Alternating Direction Implicit (ADI)

• The Thomas Algorithm was fast and easy to implement.
• ADI is an iterative method, not unlike Gauss-Seidel, that arranges the unknowns in such a way that the system is tridagonal at each iteration step.
• There are two approaches

ADI 1

• Order the grid in two ways (A), and (B) (boundary points not shown):

* These 3x3 grids (9 unknowns) will result in 9x9 matrices.

• Grid (A), for any given point, the bottom and top neighbors are on diagonals -3 and 3.
  • Tridaigonal with $\pm j$ on off-diagonals -3 and 3.
  • In each equation move $y$-directed neighbors to the RHS of the equation and use previous values to evaluate them.

• Grid (B), for any given point, the left and right neighbors are on diagonals -3 and 3.
  • Tridaigonal with $\pm i$ on off-diagonals -3 and 3.
  • In each equation move $x$-directed neighbors to the RHS of the equation and use previous values to evaluate them.

* **Alternate the grids.** Each iteration solves Grid (A) then Grid (B).
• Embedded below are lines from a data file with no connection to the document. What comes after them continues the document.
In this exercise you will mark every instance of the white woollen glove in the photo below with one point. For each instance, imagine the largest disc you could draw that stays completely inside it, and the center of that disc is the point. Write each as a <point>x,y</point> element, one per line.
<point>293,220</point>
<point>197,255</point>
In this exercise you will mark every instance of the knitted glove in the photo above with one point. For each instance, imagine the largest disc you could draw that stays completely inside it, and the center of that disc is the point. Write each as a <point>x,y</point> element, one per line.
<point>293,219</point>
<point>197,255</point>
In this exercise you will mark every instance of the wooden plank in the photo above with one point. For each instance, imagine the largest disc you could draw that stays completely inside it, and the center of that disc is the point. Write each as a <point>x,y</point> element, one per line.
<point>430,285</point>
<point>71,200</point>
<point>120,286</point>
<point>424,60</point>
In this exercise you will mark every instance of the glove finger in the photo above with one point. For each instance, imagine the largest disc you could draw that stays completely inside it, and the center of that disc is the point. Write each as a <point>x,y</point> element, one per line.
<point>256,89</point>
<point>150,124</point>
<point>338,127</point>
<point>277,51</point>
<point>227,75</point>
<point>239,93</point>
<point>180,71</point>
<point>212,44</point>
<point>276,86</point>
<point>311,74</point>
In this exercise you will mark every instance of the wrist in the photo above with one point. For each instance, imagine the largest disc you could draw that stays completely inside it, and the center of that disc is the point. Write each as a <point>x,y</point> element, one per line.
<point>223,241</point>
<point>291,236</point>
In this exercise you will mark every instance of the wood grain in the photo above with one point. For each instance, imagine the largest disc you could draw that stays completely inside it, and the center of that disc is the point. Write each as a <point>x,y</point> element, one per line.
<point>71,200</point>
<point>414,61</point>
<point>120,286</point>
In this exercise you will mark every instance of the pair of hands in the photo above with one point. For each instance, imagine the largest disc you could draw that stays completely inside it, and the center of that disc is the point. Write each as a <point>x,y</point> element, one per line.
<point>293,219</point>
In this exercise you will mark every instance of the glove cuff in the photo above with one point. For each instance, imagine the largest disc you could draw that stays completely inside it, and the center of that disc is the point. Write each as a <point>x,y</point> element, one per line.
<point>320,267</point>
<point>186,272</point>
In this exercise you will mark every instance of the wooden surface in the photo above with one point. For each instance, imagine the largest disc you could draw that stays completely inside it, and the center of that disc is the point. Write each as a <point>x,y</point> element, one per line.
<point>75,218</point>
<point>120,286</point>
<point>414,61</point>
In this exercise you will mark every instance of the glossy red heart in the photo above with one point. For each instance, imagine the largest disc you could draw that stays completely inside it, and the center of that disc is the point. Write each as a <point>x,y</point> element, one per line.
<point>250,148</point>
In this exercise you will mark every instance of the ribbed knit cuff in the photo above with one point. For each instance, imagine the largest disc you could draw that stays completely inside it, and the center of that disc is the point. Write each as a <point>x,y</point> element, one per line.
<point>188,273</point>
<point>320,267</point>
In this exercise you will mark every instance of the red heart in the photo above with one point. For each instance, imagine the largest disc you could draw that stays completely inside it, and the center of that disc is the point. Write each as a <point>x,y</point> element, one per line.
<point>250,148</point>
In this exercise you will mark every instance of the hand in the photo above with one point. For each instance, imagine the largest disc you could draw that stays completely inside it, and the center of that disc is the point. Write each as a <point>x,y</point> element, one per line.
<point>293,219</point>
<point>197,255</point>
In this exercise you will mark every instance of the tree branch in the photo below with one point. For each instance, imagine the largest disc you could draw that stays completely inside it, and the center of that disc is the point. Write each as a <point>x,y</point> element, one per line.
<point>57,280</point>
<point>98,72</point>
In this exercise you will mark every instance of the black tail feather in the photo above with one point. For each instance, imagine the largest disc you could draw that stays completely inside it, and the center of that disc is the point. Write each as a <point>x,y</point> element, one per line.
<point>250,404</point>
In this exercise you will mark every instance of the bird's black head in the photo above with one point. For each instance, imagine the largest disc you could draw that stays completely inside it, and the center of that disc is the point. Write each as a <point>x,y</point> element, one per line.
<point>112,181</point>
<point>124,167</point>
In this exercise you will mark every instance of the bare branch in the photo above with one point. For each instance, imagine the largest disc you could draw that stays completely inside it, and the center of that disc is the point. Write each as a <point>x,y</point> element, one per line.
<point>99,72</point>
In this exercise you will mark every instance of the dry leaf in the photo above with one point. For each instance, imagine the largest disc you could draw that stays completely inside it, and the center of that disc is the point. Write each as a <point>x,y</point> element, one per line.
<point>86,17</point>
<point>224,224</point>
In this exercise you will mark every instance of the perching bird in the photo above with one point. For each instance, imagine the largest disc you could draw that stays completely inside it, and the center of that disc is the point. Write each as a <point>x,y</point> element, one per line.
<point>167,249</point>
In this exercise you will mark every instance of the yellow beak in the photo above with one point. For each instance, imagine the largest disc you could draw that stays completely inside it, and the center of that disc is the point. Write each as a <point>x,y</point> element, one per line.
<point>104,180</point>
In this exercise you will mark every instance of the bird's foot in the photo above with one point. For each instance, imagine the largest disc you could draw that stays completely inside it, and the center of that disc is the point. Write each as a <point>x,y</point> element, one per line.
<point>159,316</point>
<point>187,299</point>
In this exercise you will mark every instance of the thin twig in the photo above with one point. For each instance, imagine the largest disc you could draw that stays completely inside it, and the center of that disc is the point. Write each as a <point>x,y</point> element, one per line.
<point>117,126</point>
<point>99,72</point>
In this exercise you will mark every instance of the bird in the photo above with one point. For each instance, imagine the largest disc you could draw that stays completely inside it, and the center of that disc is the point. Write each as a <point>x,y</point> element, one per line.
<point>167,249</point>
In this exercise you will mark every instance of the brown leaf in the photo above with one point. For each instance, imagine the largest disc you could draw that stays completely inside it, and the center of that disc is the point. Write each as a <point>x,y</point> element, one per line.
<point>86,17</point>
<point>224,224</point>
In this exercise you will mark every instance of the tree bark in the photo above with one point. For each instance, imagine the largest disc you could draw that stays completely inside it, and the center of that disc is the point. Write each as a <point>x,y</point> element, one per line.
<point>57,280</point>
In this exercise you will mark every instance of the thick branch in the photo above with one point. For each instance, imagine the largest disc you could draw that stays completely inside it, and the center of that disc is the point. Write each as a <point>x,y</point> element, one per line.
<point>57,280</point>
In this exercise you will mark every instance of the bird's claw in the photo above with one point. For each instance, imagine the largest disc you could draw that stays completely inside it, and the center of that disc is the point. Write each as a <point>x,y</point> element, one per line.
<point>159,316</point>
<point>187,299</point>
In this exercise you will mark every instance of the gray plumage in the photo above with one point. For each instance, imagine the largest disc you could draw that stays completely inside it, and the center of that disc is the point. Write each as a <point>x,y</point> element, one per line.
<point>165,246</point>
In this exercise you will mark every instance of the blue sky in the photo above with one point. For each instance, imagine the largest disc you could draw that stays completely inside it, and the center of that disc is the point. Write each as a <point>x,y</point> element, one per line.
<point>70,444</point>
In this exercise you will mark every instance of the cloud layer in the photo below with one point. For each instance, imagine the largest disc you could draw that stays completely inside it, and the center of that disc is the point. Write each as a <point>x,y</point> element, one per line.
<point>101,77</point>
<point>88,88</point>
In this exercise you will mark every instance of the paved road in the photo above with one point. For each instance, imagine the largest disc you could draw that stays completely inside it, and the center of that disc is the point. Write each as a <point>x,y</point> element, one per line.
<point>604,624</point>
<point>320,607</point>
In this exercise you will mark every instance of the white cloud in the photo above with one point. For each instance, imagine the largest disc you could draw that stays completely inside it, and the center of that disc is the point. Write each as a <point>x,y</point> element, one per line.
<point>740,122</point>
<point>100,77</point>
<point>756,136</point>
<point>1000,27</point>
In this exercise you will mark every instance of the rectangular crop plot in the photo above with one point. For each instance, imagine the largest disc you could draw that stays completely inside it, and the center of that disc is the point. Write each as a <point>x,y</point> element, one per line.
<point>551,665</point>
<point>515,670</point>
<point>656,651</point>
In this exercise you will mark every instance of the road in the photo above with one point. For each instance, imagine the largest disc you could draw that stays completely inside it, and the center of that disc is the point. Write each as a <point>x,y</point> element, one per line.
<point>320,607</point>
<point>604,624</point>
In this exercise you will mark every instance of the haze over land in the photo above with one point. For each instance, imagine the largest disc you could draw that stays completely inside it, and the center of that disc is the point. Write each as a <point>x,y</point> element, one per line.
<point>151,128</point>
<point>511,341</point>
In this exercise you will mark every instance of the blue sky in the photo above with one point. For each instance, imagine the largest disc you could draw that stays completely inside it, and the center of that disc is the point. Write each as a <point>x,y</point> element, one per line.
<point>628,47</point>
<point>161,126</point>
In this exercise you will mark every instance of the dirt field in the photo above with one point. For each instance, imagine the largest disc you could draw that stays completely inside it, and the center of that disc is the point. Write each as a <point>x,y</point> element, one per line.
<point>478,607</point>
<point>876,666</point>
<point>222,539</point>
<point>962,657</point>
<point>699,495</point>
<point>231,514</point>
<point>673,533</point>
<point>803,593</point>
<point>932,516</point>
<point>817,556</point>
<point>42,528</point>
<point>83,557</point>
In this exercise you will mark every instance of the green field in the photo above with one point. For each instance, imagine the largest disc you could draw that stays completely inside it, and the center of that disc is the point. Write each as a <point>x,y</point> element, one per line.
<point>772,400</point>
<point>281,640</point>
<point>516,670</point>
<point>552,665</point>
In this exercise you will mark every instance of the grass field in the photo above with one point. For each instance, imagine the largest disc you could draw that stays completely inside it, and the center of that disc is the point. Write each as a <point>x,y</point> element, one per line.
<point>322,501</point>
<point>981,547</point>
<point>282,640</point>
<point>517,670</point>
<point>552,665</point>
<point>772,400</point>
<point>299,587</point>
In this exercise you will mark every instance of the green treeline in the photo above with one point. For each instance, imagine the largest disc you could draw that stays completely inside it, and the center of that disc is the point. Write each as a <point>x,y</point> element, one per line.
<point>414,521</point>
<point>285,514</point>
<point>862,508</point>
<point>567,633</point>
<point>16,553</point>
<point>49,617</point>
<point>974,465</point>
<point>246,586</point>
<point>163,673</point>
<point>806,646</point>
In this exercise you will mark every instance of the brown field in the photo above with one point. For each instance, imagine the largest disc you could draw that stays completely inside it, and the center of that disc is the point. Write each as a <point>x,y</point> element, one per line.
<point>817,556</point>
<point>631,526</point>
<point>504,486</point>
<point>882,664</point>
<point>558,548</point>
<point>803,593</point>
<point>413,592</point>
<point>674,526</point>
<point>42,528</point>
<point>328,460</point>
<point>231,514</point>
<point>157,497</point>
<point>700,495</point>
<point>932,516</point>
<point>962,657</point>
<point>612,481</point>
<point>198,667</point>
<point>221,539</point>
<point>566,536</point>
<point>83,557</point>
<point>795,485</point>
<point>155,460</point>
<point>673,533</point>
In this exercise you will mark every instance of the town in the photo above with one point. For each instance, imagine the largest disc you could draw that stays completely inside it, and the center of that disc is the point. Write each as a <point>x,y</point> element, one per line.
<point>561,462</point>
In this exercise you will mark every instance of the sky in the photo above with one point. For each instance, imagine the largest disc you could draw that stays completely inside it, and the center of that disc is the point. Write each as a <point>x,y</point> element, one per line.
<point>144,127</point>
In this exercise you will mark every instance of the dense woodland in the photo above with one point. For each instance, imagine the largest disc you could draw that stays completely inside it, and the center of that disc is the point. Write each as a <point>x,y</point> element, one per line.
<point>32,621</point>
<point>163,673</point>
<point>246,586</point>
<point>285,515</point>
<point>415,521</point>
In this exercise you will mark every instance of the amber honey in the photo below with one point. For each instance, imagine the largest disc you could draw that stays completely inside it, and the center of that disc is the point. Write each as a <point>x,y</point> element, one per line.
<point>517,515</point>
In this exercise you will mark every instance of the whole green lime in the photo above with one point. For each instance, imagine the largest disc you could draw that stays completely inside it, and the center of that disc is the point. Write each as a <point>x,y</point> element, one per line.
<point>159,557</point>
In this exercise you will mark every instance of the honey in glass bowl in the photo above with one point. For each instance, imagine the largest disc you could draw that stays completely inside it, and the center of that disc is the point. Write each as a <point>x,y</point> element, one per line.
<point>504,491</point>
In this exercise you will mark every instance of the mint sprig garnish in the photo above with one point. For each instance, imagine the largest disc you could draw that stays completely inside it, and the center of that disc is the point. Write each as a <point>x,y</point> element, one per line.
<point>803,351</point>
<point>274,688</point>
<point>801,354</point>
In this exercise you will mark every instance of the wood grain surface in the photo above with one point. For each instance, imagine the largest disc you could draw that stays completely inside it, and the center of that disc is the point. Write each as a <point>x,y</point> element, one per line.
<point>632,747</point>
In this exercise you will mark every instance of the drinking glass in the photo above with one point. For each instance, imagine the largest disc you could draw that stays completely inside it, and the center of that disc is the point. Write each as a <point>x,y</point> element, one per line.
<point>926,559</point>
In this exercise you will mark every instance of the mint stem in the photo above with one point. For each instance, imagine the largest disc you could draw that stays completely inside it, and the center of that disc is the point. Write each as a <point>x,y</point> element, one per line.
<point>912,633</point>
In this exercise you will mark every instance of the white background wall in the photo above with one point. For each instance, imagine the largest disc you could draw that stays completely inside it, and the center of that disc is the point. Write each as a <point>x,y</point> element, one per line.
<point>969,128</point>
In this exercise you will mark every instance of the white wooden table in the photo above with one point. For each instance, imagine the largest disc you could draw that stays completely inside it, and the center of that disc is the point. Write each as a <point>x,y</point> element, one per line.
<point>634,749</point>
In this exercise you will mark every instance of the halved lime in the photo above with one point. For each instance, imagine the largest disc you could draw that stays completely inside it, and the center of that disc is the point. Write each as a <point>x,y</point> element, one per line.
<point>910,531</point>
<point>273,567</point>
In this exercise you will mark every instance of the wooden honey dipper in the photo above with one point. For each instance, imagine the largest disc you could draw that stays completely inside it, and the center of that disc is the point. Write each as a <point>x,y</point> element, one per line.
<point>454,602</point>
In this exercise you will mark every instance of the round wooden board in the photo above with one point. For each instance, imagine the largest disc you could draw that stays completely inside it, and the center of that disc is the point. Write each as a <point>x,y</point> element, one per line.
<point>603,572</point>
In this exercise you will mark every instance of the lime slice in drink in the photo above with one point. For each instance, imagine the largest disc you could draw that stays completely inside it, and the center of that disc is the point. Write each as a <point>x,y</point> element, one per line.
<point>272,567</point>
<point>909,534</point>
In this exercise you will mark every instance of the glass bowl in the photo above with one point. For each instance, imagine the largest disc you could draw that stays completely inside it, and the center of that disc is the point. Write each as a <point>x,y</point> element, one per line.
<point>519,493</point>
Iterate to convergence.

ADI 2

• Instead of considering the whole 9x9 system, we treat the 2-D grid as a sequence of 1-D problems.
  • We sweep the grid in the y-direction, then the x-direction.

• Grid A
  • For line (1), we form a tridiagonal system with points (1), (2), and (3) as the unknowns.
    • That is, points $f_{1,1}$, $f_{1,2}$, $f_{1,3}$ are the unknowns.
    • All other points in the 2-D, 5-point stencil are considered known.
    • This gives a 3x3 tridiagonal matrix for the grid shown.
    • We solve this system and update the three points.
  • Repeat this for line (2), then line (3).
  • Note that we are coupling the x-direction points and decoupling the y-direction points.

• Grid B

  • Follow the same approach as in Grid A.
  • But now, we are coupling the y-direction points and decoupling the x-direction points.

• One iteration consists of sweeping lines (1), (2), and (3) on Grid A, followed by sweeping lines (1), (2), and (3) on Grid B.

• Matricies are setup in the usual fashion, with decoupled points on the RHS, and boundary conditions properly specified.

Notes

• ADI 1 is more matrix-specific
• ADI 2 is more grid-specific
• Note how these ADI methods fully couple one dimension at a time allowing full information propagation in the given direction.
• The pentadiagonal solve only requires one iteration.
• The Gauss-Seidel method decouples both directions, so information propagates more slowly across the domain.
• The ADI is in-between.

• In 3-D we have a heptadiagonal system with three grids.
  • For ADI 1, we again move four of the seven off diagonals to the RHS, and alternate between the grid ordering.
  • For ADI 2, we sweep lines in the x, y, and z directions sequentially.
• Elliptic methods are very common, but often occur as parts of larger problems.
  • In fluid mechanics, the pressure Poisson equation is an example.
• All of this applies to implicit parabolic problems such as the BTCS and CN methods.

Hoffman version

• For parabolic problems, Hoffman gives an ADI alternative.

  • Rather than converge the ADI algorithm at each timestep, (since we have a $\Delta t$ truncation error anyway), we can solve as follows:

  $$\frac{\color{blue}{f_{i,j}^{n+1}}-f_{i,j}^n}{\Delta t} = \alpha\color{blue}{\left(\frac{\partial^2f}{\partial x^2}\right)_{i,j}^{n+1} + } \alpha\left(\frac{\partial^2f}{\partial y^2}\right)_{i,j}^n + S_{i,j}^n,$$

  $$\frac{\color{blue}{f_{i,j}^{n+2}}-f_{i,j}^{n+1}}{\Delta t} = \alpha\left(\frac{\partial^2f}{\partial x^2}\right)_{i,j}^{n+1} + \alpha\color{blue}{\left(\frac{\partial^2f}{\partial y^2}\right)_{i,j}^{n+2}} + S_{i,j}^{n+1}.$$

  • On one timestep we implicitly couple the x-direction and the y-direction is decoupled (explicit).
  • On the next timestep, we implicitly couple the y-direction and the x-direction is decoupled (explicit).